The most common mistake is going too big too fast. Teams sometimes try to redesign an entire process in a single cycle rather than testing one narrow change. This defeats the purpose of the method. Large-scale changes are harder to measure, harder to attribute to specific factors, and harder to reverse if they don’t work. Smaller, focused tests produce cleaner data and faster learning.
Bureaucratic friction is another frequent barrier. Healthcare organizations often require formal approval for new forms, protocols, or workflow changes. These approval processes can take weeks or months, while PDSA cycles are designed to move in days or weeks. When a team needs sign-off from multiple committees before testing a simple checklist, the pace of iteration stalls. Some organizations address this by giving quality improvement teams explicit authority to run small-scale tests without full institutional approval, reserving formal processes for the broader rollout stage.

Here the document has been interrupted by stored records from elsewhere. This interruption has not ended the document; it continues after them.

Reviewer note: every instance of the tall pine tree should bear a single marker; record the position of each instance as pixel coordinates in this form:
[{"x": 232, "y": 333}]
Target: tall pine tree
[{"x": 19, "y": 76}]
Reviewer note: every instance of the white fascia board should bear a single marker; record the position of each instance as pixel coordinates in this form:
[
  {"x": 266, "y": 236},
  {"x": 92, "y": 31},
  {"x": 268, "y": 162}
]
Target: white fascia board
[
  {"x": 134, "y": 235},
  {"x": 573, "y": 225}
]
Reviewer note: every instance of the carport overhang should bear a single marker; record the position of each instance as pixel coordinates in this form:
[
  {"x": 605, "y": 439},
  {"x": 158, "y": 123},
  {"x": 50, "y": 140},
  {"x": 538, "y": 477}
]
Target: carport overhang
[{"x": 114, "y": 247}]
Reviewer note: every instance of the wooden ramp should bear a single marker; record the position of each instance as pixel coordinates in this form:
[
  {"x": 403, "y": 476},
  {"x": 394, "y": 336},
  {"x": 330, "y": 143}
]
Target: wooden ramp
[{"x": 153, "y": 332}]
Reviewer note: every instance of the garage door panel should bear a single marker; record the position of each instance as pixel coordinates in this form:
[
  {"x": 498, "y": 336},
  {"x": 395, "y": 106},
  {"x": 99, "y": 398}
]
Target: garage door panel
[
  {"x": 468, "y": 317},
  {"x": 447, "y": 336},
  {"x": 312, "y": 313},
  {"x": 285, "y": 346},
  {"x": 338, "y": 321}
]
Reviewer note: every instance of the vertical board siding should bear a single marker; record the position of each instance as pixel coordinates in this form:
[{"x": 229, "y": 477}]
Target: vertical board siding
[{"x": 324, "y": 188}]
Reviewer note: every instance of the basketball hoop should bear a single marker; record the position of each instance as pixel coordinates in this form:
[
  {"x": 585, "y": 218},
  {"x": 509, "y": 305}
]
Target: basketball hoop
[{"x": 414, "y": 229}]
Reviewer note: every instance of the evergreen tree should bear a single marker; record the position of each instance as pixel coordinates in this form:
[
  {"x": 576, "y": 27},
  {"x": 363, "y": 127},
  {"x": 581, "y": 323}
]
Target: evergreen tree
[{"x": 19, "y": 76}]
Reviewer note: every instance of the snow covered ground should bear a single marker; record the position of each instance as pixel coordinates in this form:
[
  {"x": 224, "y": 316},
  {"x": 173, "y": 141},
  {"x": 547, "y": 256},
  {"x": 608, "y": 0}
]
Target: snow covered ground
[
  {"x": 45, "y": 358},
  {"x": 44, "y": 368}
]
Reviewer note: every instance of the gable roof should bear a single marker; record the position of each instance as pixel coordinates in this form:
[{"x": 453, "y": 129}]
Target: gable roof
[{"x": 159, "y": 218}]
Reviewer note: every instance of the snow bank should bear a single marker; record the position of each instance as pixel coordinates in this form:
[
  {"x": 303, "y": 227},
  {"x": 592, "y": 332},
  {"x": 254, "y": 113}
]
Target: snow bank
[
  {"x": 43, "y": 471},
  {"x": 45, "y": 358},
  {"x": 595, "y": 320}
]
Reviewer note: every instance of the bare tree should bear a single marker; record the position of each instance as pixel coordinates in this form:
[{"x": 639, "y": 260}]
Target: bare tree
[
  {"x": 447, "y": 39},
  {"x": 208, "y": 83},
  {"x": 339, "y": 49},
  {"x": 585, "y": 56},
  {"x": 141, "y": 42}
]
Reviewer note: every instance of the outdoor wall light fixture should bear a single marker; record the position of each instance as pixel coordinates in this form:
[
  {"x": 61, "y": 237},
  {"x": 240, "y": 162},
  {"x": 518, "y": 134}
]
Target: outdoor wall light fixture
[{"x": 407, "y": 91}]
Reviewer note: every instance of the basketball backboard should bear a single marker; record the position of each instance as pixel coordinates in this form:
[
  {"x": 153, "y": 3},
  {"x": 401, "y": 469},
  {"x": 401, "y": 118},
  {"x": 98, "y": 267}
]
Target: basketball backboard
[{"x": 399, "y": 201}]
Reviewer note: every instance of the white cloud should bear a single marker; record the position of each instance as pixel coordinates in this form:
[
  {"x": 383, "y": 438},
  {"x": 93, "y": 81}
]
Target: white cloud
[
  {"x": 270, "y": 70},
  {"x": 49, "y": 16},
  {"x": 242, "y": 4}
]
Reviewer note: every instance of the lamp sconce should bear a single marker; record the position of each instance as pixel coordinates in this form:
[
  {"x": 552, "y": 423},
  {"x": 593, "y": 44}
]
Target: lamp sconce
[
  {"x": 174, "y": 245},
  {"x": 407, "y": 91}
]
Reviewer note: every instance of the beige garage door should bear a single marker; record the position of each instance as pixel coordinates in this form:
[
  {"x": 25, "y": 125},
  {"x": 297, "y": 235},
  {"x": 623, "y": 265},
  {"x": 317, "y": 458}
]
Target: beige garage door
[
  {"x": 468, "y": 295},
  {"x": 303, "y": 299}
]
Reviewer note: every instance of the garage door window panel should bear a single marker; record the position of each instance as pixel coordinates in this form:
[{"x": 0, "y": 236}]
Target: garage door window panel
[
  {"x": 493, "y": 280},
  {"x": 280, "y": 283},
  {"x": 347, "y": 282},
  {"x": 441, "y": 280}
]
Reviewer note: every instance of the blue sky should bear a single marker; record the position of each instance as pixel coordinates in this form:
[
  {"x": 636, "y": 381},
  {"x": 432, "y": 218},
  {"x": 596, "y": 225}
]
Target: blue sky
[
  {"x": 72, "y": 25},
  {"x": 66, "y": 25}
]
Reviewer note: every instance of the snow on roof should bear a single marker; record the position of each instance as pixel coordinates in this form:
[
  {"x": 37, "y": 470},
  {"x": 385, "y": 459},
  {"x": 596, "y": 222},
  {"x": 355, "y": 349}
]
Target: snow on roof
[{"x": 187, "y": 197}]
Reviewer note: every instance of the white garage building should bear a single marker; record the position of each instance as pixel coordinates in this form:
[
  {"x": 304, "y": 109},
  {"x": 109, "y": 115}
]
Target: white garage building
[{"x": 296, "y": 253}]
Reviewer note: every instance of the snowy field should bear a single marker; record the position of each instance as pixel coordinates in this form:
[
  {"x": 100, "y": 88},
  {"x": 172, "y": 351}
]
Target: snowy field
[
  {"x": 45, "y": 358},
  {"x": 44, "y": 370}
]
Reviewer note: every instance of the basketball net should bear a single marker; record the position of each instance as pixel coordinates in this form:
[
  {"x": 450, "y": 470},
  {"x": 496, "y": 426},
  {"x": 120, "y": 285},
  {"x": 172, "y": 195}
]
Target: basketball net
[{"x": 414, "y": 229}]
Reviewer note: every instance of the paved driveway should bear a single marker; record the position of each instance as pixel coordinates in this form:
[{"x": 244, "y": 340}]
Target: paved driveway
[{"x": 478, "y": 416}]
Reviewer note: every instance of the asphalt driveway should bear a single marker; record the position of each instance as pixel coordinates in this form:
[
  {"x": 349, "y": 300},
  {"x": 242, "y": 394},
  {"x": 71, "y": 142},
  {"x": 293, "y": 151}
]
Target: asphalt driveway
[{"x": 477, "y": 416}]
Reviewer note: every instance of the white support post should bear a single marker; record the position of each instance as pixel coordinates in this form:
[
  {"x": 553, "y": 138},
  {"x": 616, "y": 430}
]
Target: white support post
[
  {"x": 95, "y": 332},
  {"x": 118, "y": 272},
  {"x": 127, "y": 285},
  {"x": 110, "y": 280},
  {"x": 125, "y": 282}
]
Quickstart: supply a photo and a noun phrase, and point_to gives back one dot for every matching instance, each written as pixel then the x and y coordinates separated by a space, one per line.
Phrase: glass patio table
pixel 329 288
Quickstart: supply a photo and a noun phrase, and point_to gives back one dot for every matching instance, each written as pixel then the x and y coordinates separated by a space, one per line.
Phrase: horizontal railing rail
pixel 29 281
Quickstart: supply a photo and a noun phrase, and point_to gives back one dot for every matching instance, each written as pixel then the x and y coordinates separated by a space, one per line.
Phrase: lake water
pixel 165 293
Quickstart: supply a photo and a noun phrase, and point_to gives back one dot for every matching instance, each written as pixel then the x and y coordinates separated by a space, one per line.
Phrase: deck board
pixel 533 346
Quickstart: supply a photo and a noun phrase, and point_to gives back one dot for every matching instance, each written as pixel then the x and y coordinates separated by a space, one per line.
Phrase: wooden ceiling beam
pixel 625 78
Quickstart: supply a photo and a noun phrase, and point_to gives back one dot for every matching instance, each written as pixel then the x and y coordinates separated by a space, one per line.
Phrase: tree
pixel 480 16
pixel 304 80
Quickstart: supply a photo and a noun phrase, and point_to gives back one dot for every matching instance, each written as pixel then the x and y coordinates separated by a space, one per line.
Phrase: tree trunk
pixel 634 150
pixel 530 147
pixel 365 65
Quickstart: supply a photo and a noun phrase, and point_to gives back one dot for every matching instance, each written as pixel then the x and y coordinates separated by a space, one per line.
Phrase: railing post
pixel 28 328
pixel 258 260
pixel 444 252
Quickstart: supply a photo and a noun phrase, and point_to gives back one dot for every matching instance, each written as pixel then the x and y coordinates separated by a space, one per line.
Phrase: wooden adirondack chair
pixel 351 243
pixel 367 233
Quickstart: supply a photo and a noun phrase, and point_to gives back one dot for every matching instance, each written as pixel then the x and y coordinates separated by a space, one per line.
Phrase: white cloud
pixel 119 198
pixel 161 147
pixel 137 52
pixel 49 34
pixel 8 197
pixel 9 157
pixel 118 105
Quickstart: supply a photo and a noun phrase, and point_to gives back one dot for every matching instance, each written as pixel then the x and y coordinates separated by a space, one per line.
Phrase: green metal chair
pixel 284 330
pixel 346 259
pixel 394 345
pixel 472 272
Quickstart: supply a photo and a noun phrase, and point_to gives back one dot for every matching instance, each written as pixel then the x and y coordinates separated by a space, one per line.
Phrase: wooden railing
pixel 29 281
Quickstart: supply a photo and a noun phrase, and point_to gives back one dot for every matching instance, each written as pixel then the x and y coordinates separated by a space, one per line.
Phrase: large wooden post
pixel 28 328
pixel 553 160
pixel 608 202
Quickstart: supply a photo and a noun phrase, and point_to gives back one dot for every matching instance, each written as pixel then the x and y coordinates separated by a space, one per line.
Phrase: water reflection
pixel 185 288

Staff understanding is a subtler challenge. Some team members find the PDSA framework too abstract or “big picture,” making it unclear what they’re supposed to do differently on a given shift. Successful implementations tend to involve hands-on coaching and very concrete cycle goals, like “test this new handoff form with the next three patients and note any confusion.”
PDSA vs. PDCA
You may encounter the term PDCA, which stands for Plan, Do, Check, Act. This version emerged from Deming’s earlier teaching in Japan and is widely used in manufacturing and business settings. The two terms are used interchangeably in most healthcare literature, and in practice the difference is minimal. The shift from “Check” to “Study” reflects a subtle philosophical point: “Study” implies deeper analysis and learning from results, while “Check” can suggest a simpler pass/fail inspection. For practical purposes, the methodology is the same.